(Piacenza, Italia, 9 de agosto de 1973)
No me gusta Inzaghi, lo reconozco, nunca me ha gustado, pero últimamente me acuerdo de él más de lo que me gustaría.
Cuando alguien, por ejemplo, habla de Gigante, la obra cumbre de George Stevens, su nombre revolotea de repente en mi cabeza sin saber por qué.
Y no, no es que le encuentre algún parecido con James Dean, que va.
Lo que pasa es que si hay un jugador de fútbol capaz de sacar petróleo de la nada ese es el Gran Pipo.
Y es que allí arriba, sólo y rodeado de defensores, alejado de todo y de todos rezuma cierto tufillo que me recuerda el carácter esquivo del icono pop del siglo pasado.
Porque Filippo Inzaghi siempre me ha parecido un gran comediante, una especie de actor frustrado.

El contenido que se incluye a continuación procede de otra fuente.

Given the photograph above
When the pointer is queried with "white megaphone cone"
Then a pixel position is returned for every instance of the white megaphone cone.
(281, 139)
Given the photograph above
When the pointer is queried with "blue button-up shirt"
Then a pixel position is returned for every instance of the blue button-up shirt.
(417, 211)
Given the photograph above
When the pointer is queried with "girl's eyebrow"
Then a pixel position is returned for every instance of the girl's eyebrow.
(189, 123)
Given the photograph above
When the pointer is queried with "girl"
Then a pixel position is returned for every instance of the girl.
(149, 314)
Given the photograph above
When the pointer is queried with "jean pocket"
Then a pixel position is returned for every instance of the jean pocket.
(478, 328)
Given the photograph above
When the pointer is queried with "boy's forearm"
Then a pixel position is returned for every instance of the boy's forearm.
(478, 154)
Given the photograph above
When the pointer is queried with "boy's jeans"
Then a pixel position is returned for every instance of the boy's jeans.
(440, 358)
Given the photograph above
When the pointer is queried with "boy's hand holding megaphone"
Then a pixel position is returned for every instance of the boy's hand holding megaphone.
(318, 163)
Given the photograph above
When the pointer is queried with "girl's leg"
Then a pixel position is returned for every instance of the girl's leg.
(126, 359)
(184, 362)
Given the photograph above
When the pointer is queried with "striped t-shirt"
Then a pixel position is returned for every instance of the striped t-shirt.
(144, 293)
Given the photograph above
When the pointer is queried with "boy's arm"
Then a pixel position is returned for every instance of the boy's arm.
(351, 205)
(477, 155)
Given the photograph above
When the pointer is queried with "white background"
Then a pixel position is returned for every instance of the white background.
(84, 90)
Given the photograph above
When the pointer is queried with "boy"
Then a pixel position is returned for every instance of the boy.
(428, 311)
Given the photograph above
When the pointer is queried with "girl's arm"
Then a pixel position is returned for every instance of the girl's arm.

Quién no lo ha visto alguna vez reclamándole al trencilla de turno con ese gesto tan italiano de juntar los dedos con las palmas hacia arriba o dejándose caer en el área como si le hubiesen pegado un tiro.
Ese es Súper Pipo, el único futbolista del mundo capaz de pasar por Gary Cooper en Sólo ante el peligro, al límite de todo y viviendo en un fuera de juego casi permanente.
Y todo sin ser ni muy rápido ni muy fuerte.
Al contrario.
Es el tipo más austero técnicamente que he visto en mi vida.
Me resulta imposible recordarle un sólo regate.
Pero ahí donde se deciden los partidos, al borde de los doce pasos, el nueve del AC Milan se siente cómodo, muy a gusto.
La rutina del gol le resulta tan familiar como cepillarse los dientes en el baño de casa.
Ahí no tiene rival.
Si la recibe el tiempo se detiene a mirarlo mientras se cocina la sentencia.
El Pipo la cuela seguro, y si es en el alargue, pues mejor todavía.
Porque Gol es Inzaghi, aunque a mí no me acabe de convencer.